IoT Design: Key Software Challenges and Ways Around Them

May 10, 2016

Henrik.Flodell-May 10, 2016

It's never been easier to start a hardware company. The Internet of Things (IoT) phenomenon—touted by many as the future of embedded computing—is now seen as an amalgam of affordable hardware and software platforms. At the same time, however, software complexity makes the IoT design process a classical case of survival of the fittest.

The IoT design is not a one-size-fits-all premise because the diversity of sensors and connectivity solutions require a new design thinking. Moreover, the IoT projects are typically known to be high-performance, low-cost and low-power, and all of these characteristics are intertwined with the embedded software work one way or the other.

Take the high-performance and low-cost factors, for instance, which imply that the reuse from the previous projects is limited and software engineering teams won't expand proportionately. So, instead of growing the software team and expanding the project cost, IoT product developers are looking to a new generation of tool-chains that help them accomplish greater software productivity.


Figure 1: Across-the-board software tool-chain is crucial in the heterogeneous IoT designs. (Source: Atmel)

The IoT design work is a walk on the tightrope also because there are so many moving parts, and design engineers can't afford to build a subsystem and see later if it works. The start-overs not only add to project cost, they also bring severe time-to-market constraints to the heterogeneous world of IoT design.

So the IoT design recipe—starting with data capture from sensors to data analytics inside the cloud—requires design validation long before engineers commit silicon to an IoT product. Not surprisingly, therefore, an end-to-end hardware and software platform along with a suite of connectivity solutions is critical in dealing with complexities that come with the challenge of connecting a large number of devices in a seamless manner.

The article delves into major software challenges in the IoT design realm and shows how the right choice of tool-chains can help deal with the embedded design challenges. It focuses on three key areas of the IoT software ecosystem and offers insight on how to execute the software work in an efficient and cost-effective manner.

1. Software Complexity
The hardware-software work allocation generally comes down to a 40:60 split in the embedded design projects. However, in the IoT design projects, there is even a greater tilt toward software ecosystem.

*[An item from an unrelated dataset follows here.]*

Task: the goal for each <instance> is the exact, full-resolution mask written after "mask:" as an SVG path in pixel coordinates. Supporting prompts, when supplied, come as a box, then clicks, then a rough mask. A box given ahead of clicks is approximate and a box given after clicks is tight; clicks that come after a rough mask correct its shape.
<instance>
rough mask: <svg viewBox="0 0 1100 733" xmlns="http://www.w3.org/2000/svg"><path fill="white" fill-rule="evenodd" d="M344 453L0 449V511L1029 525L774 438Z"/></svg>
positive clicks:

The IoT developers are migrating from 8-bit and 16-bit microcontrollers to 32-bit devices in order to accomplish higher performance and enhanced functionality in areas such as connectivity, graphic display and cloud computing.

And that calls for a new software playing field that can efficiently execute communication and cloud computing protocol stacks. Then, there are tasks like the real-time sampling of sensor data, device configuration, security keys, apps, data analytics and more.

Furthermore, a lot of software in the IoT designs is related to communication stacks like TCP/IP and security libraries such as SSL and TLS; these software components are written to comply with specific standards. These software components have been written before, time and time again, and it makes little sense for an IoT developer on a tight deadline to re-implement them instead of using the existing software.

In fact, creating this software from scratch risks introducing issues that have already been found and fixed in the existing implementations.


Figure 2: A complete software ecosystem is vital in confronting the complexity of IoT designs. (Source: Atmel)

Tips and Tricks:

  • Integrated development environments (IDEs) are the first line of defense in coping with the software complexity that comes with ever more functionality implemented in the IoT applications.
  • When an IoT designer adds services to his application, the dependant software components and drivers are added to the IoT design automatically. For instance, if an embedded developer adds a USB device to his design, ASF will automatically add low-level USB drivers to the design.
  • You can use tools such as Atmel START, an online software configuration and deployment engine capable of speeding up the creation of embedded software even further. It is a web-based tool that allows developers to graphically select and configure software components and automatically integrate them with hardware and middleware resources needed. It’s a web-based tool is completely OS independent; it doesn't require anything to be installed on the user’s PC before use. In addition, the generated projects can be targeted to any embedded IDE, offering unparalleled flexibility.